In Python 2.6 or newer, use format syntax:
'{0:0=#10b}'.format(my_num)[2:]
# '00001010'
One of the neat things about Python strings is that they are sequences. If all you need to do is iterate through the characters, then there is no need to convert the string to a list.
Edit: For steganography, you might be interested in converting a stream of characters into a stream of bits. Here is how you could do that with generators:
def str2bits(astr):
for char in astr:
n=ord(char)
for bit in '{0:0=#10b}'.format(n)[2:]:
yield int(bit)
And to convert a stream of bits back into a stream of characters:
def grouper(n, iterable, fillvalue=None):
# Source: http://docs.python.org/library/itertools.html#recipes
"grouper(3, 'ABCDEFG', 'x') --> ABC DEF Gxx"
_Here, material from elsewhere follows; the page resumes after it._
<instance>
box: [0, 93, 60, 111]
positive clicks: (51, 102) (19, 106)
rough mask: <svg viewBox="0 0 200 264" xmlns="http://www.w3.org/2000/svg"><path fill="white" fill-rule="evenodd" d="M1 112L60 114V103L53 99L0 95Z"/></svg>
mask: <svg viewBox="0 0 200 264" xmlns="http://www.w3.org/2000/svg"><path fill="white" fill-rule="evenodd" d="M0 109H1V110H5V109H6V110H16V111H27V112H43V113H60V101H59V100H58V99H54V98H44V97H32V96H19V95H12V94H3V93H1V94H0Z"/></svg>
return itertools.izip_longest(*[iter(iterable)]*n,fillvalue=fillvalue)
def bits2str(bits):
for b in grouper(8,bits):
yield chr(int(''.join(map(str,b)),2))
For example, you could use the above functions like this:
for b in str2bits('Hi Zvarberg'):
print b,
# 0 1 0 0 1 0 0 0 0 1 1 0 1 0 0 1 0 0 1 0 0 0 0 0 0 1 0 1 1 0 1 0 0 1 1 1 0 1 1 0 0 1 1 0 0 0 0 1 0 1 1 1 0 0 1 0 0 1 1 0 0 0 1 0 0 1 1 0 0 1 0 1 0 1 1 1 0 0 1 0 0 1 1 0 0 1 1 1
# To show bits2str is the inverse of str2bits:
print ''.join([c for c in bits2str(str2bits('Hi Zvarberg'))])
# Hi Zvarberg
Also, SO guru Ned Batchelder does some steganography-related experiments using Python and PIL here. You may be able to find some useful code there.
If you find you need more speed (and still want to code this in Python), you may want to look into using numpy.